Algebras

At the end of the nineteenth century some major review works appeared. The German David Hilbert (1862–1943) published in 1897 a long report on algebraic number theory. The next year the Englishman Alfred North Whitehead (1861–1947) put out a detailed summary of several of them in his large book A Treatise on Universal Algebra, inspired by Grassmann but covering also Boole's logic, aspects of geometries, linear algebra, vectors, and parts of applied mathematics; an abandoned sequel was to have included quaternions. His title, taken from Sylvester, was not happy: no algebra is universal in the sense of embracing all others, and Whitehead did not offer one.

Elsewhere, group theory rose further in status, to be joined by other abstract algebras, such as rings, fields (already recognized by Abel and Galois in their studies of polynomial equations), ideals, integral domains, and lattices, each inspired by applications. German-speaking mathematicians were especially prominent, as was the rising new mathematical nationality, the Americans. Building upon the teaching of Emmy Noether (1882–1935) and Emil Artin (1898–1962), B. L. van der Waerden's (1903–1996) book Modern Algebra became a standard text for abstract algebras and several applications, from the first (1930–1931) of its many editions.

This abstract approach solved the mystery of the need for complex numbers when finding real roots of real polynomial equations. The key notion is closure: an algebra A is closed relative to an operation O on its objects a, or to a means of combining a and b, if Oa and a·b always belong to A. Now finding roots involved the operations of taking square, cube, … roots and complex but not real numbers are closed relative to them.

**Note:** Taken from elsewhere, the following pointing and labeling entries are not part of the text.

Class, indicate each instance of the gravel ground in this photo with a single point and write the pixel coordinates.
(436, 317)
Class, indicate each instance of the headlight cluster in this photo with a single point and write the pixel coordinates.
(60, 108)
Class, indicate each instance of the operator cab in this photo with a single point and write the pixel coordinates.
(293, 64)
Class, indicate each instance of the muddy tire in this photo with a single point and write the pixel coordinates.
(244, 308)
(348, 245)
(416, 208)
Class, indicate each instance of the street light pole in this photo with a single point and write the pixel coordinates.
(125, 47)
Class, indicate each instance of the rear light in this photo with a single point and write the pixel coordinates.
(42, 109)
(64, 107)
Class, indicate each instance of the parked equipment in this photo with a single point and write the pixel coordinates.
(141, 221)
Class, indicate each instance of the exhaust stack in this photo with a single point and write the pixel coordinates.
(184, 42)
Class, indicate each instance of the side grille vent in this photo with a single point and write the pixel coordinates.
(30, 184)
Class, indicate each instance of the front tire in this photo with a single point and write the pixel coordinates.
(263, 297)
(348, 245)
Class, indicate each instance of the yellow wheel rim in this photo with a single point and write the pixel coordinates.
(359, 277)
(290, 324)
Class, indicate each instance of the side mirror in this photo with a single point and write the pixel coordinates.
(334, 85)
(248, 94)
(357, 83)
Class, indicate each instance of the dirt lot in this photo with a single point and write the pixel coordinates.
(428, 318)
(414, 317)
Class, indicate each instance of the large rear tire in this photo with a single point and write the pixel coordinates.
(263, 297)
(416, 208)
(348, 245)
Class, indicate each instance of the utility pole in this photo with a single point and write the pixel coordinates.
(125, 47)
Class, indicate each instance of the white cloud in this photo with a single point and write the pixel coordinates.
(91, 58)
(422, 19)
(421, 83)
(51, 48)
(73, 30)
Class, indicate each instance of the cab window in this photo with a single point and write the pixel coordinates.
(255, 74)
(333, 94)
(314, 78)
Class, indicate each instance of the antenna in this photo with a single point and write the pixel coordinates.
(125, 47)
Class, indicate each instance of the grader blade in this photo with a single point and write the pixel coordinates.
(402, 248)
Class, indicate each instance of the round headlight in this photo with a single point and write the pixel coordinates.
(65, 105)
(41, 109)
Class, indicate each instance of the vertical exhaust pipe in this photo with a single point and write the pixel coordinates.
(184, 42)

One of the most striking features of mathematics in the twentieth century was the massive development of topology. Algebraic topology and topological groups are two of its parts, and algebras of various kinds have informed several others. Both (abstract) algebras and topology featured strongly in the formalization of pure mathematics expounded mainly after World War II by a team of French mathematicians writing under the collective name "Bourbaki."